# The Marks of the (True) Church and Baptism



## Sebastian Heck (Feb 1, 2011)

What role should our view of Baptism (paedo- vs. credo) play with respect to the second mark of any true church: the right (i.e. biblical) administration of the sacraments?

Does it make a difference whether a church practices infant baptism (Romish, Lutheran, Reformed, Federal Vision, etc.) or credobaptism (Anabaptist, Baptist etc.), as long as it practices Christian (Trinitarian) baptism, it is a true church?

What do you think? (Mind you, I am *NOT* discussing baptism_ per se_ here, only the question whether our view of baptism informs the second mark of the church!)


----------



## Dearly Bought (Feb 1, 2011)

Credobaptist and paedobaptist churches cannot rightly recognize each other as true churches if the biblical administration of the sacraments is a mark of the true church. From a credobaptist perspective, we include vast numbers of the unregenerate in our churches. From a paedobaptist perspective, our credobaptist friends exclude vast numbers of Christians from the church.

The sacraments are a visible word, a further proclamation of the Gospel that we preach. Rightly considered in this way, the "second" mark of the true church is really an extension of the first mark. To tamper with the administration of the sacraments is to tamper with the Gospel itself.


----------



## JP Wallace (Feb 1, 2011)

Sebastian,

As an "Reformed" baptist I have thought about this a lot. I agree with the core of the three marks of the Church, but have to acknowledge that my practice of credo-baptism is out of accord with the majority of what Reformed churches have held and practiced.

So what is my take on the 2nd mark? Obviously I can't take a strict view otherwise I unchurch my church! So yes there is an element of "special pleading" on my part. Yet I think its a good guide to have these three marks. 

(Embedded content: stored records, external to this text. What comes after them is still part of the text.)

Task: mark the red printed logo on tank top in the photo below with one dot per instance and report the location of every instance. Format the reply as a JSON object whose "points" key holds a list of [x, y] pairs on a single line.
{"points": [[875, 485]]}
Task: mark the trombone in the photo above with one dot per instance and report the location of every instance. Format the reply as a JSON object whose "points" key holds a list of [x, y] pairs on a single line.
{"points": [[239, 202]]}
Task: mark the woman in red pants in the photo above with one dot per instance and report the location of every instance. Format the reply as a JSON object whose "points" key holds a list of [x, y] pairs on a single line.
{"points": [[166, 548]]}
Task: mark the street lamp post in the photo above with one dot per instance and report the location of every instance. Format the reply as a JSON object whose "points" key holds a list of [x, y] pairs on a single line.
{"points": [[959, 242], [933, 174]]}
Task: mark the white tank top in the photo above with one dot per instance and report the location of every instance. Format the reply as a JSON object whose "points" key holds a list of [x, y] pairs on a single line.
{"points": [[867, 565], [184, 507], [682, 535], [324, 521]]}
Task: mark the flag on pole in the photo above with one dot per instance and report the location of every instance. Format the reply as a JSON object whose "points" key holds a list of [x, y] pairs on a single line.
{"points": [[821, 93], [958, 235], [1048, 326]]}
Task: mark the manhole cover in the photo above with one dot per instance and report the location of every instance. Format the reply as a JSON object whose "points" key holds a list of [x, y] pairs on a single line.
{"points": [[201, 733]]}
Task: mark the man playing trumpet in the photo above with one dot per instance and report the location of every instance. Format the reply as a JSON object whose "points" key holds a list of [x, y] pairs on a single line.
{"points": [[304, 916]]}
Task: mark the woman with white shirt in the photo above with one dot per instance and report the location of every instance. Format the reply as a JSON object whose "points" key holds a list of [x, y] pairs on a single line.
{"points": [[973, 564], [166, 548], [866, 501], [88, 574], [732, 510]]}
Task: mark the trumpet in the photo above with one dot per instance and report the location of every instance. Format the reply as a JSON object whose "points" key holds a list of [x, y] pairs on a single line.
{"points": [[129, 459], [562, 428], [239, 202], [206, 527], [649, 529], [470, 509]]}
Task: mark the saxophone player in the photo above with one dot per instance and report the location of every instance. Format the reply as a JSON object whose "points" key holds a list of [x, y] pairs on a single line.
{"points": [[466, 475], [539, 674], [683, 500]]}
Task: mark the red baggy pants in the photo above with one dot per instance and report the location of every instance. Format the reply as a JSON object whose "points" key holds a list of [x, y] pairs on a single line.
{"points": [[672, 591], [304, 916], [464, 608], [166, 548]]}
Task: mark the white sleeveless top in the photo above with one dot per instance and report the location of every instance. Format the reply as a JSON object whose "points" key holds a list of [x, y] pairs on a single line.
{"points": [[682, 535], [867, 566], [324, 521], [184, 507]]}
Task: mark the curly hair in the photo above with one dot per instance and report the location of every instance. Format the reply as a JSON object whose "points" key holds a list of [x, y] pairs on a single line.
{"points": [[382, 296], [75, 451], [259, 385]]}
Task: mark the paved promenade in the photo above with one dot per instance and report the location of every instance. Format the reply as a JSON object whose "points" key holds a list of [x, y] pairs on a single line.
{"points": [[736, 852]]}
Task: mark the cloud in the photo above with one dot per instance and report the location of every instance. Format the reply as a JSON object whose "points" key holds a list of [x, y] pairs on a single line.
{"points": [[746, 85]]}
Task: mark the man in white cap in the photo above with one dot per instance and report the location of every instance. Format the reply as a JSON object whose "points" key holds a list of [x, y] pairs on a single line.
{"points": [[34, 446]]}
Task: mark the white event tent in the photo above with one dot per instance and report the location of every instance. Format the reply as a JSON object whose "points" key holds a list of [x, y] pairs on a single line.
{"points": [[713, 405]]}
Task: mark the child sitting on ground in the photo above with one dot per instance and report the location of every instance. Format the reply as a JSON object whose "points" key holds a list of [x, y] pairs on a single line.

So I understand and practice it this way. So long as a church practices the sacraments in the proper way, as their historic confessions permit, then I'd accept them as true churches. I don't mean that to be a carte blanche. What I mean is that so long as a presbyterian/paedobaptist church baptises adult converts and the children of believers as per the historic confessions I would accept them as true churches (as against Rome which baptises all-comers), so long as they have an accurate understanding that baptism is not a regenerating ordinance then they are a true church.

On the baptist side so long as they require a credible profession and not merely a decision for example, and do not understand it as regenerating then I'd accept them as a true church.

With regard to the sacrament of the Lord's Supper ditto - if there is a carefulness about its administration, fencing the table etc. Then they are fulfilling the requirements of the Bible and confessions. I thinking of Calvin leaning over the Table to make sure the Libertines had no access.

I think that is the main thrust of the Belgic confession which surely was written in the context of a largely agreed mode of baptism but widespread abuse as to who it was applied to. Without doubt the authors believed only that paedobaptism was legitimate, but maybe the former was the main target i.e. abuse of sacrament by Rome?


----------